Made in China electric cars will likely continue to gain a wider audience overseas.

The Chinese government has to lay out stronger stimulus measures to prop up sales of electric vehicles (EV) and reach its target for the year after sales fell sharply in early July, according to UOB Kay Hian. 

UOB analyst Ken Lee has maintained his “underweight” rating on China’s auto sector on expectations of declining car sales and heightened price wars in the combustion engine segment.

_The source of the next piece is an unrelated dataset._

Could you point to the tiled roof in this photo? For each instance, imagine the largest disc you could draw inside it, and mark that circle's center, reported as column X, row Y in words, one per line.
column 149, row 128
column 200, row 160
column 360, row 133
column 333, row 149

Lee said the EV market will remain buoyant, however, as sales are expected to deliver a faster compound annual growth rate of 30% between 2023 and 2025.

“We keep our estimates for China’s 2023 (passenger vehicle) wholesale shipment and passenger EV wholesale shipment at 23.8m units (1% yoy growth) and 8.5m units (30% yoy growth) respectively… based on the expected increase in policy stimulus and burgeoning export,” he said in a note dated 14 July. 

“We believe the government will need to put forth stronger stimulus measures to boost EV sales in China and achieve their target,” he added.

Overall passenger vehicle wholesale shipment fell by 9% from a year ago to 337,000 units recorded in 1-9 July, Lee said citing data from China Passenger Car Association. Of which, EV wholesale shipment came in lower than expected with 115,000 units in wholesale shipment, down 30% year on year during the same period. 

Retail sales also disappointed with all-passenger car shipment slipping by 7% from the year prior while EV sales fell 13%. Despite the dip, EV penetration rate still topped records at 36.9% in terms of retail sales back home, while made in China electric cars continued to gain popularity abroad.

Lee sees electric car exports to reach 1.2m units and account for 14% of the projected EV wholesale shipment for the entire 2023. This, following a strong start with a 160% surge in export volume for the first half of the year at 534,000 units.

READ MORE: China overtakes Japan as world’s top car exporter on strong EV sales

Reduced battery material prices are expected to benefit firms involved in the midstream portion of the EV supply chain like battery cell and module manufacturing, as well as those in the downstream, such as car assembly lines.

The brokerage firm picked BYD as among the outperformers in the Chinese auto sector considering the Shenzhen-based car maker’s position to ride on the EV market's exponential growth. 

EV manufacturer Li Auto Inc., and battery maker Contemporary Amperex Technology Co., (CATL) are also poised to benefit from the sector’s boom.